CLYNN@G.BBN.COM (08/25/88)

Steve,
	It looks like another instance of the "have to retransmit a
FIN, so better subtract one from the sequence #" bug. Note that the
response (maybe to pktnum 2483, but possibly to an earlier packet
since the timestamps on 2483 and 2484 are identical) in pktnum 2484
was to ack 1d52f72. Thus the receiver has already received the data
being retransmitted in pktnums 2485, 2487 and 2489.
    [Clearly useless retransmissions -- maybe (the timestamps are all
    very close) an instance of the "retransmit all unacked data on a
    retransmission timeout" algorithm, or (the timestamps are not
    exactly equal) a "retransmit on ack before updating/processing
    send-left & processing the retransmit queue" design deficiency].
It would have been nice if the trace began earlier, say on the first
transmission of the packet containing sequence number 1d53100; was
a FIN sent at the "same" time?
    [Note [fnord sends its fin, with seq  # 108d4e02] you mean 108d4e01.
    Also, notice that in pktnum  2492, a FIN is being  (re)transmitted at
    a different sequence number, 1d53102, than it was in pktnum 2489,
    1d53101 = 1d52f71+190.]

Charlie

fletcher@cs.utexas.edu (Fletcher Mattox) (08/28/88)

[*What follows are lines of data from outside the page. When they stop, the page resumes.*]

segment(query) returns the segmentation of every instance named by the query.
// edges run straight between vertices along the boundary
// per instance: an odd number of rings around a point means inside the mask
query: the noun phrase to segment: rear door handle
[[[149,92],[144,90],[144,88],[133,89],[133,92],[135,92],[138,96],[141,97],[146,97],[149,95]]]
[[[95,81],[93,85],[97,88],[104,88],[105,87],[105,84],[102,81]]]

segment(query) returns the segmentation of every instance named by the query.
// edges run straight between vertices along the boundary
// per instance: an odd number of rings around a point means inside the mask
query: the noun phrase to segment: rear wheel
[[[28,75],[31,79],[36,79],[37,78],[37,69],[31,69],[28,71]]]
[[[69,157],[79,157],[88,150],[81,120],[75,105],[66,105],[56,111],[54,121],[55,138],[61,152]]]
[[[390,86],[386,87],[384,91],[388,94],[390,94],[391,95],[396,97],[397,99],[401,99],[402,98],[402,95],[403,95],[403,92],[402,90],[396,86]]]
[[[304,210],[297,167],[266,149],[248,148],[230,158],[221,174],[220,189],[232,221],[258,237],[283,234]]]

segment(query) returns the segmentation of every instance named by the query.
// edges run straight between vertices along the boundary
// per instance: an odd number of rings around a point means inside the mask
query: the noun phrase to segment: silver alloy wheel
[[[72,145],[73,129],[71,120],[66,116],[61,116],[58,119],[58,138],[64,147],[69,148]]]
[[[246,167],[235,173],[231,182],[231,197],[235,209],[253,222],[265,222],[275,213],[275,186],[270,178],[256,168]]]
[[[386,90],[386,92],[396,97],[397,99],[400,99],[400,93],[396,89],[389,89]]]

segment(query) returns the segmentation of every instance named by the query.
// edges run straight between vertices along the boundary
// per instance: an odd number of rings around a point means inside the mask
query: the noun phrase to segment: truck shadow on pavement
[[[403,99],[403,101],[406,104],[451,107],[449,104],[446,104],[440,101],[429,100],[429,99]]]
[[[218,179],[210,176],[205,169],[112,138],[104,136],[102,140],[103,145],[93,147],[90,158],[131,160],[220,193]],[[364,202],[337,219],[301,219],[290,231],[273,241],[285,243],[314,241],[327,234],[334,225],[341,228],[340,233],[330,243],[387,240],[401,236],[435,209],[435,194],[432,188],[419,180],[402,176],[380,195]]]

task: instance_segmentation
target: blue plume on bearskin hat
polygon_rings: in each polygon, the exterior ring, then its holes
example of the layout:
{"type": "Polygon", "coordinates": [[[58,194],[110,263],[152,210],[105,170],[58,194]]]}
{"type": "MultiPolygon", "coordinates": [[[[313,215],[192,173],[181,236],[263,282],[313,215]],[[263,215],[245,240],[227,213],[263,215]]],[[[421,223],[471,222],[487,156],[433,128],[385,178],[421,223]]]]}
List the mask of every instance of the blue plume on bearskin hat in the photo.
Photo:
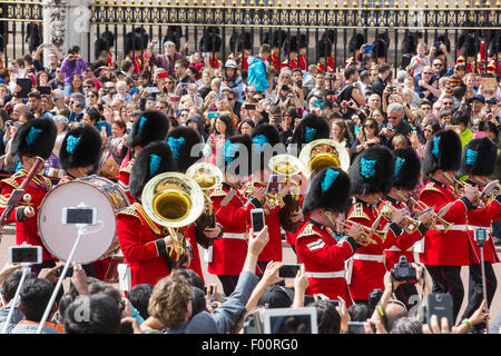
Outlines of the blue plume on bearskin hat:
{"type": "MultiPolygon", "coordinates": [[[[200,135],[198,135],[195,129],[187,126],[178,126],[167,135],[167,145],[173,151],[179,171],[185,172],[189,166],[202,158],[202,149],[198,150],[198,155],[191,156],[191,148],[200,142],[200,135]]],[[[194,154],[196,151],[197,150],[195,150],[194,154]]]]}
{"type": "Polygon", "coordinates": [[[386,195],[393,186],[394,169],[393,155],[386,147],[372,146],[364,150],[348,170],[352,195],[386,195]]]}
{"type": "Polygon", "coordinates": [[[130,171],[130,194],[138,198],[153,177],[166,171],[177,171],[173,151],[165,141],[155,141],[141,149],[130,171]]]}
{"type": "Polygon", "coordinates": [[[58,129],[52,119],[33,119],[19,127],[12,140],[11,154],[49,158],[58,129]]]}
{"type": "Polygon", "coordinates": [[[146,110],[138,118],[127,138],[127,146],[145,147],[153,141],[164,141],[169,130],[167,116],[158,110],[146,110]]]}
{"type": "Polygon", "coordinates": [[[412,147],[393,150],[395,169],[393,172],[393,187],[413,190],[421,176],[421,159],[412,147]]]}
{"type": "Polygon", "coordinates": [[[342,212],[350,202],[350,191],[351,181],[345,171],[341,168],[325,168],[310,184],[303,202],[303,214],[317,208],[342,212]]]}
{"type": "Polygon", "coordinates": [[[475,138],[463,148],[458,176],[490,176],[494,171],[498,148],[489,137],[475,138]]]}
{"type": "Polygon", "coordinates": [[[96,170],[101,154],[101,135],[94,126],[80,126],[69,130],[59,150],[62,169],[92,166],[96,170]]]}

In article <3334@imag.imag.fr> pierre@imag.UUCP (Pierre LAFORGUE) writes:
>In article <3210@cs.utexas.edu> fletcher@cs.utexas.edu (Fletcher Mattox) writes:
>>Has anybody else seen a 4.3BSD VAX with an Interlan Ethernet interface
>>drop a byte of data?  Well, that's what we're seeing.  
>>For example, if you
>>	% rsh remotehost cat 183_byte_file
>>and the remotehost is a 4.3/Interlan host, the rsh will fail.
>

>Your report is not very accurate;

Well, no.  The report is quite accurate.  Maybe it's not as complete
as it could have been, though.  :-)

	card:		Interlan BD-N11010, rev C, assy rev A, S.N A-103.
	transceiver:	Interlan NA1010
	driver:		@(#)if_de.c     7.1 (Berkeley) 6/5/86

It does appear that nobody else has seen this, so I'm still a little
puzzled.  Someone did mention that Interlan shipped some bad cards
about five years ago which had a similar problem.  Our card is
at least that old.  Anyway, I've quite worrying about it and just
replaced it with a DEUNA, since we have plenty of those.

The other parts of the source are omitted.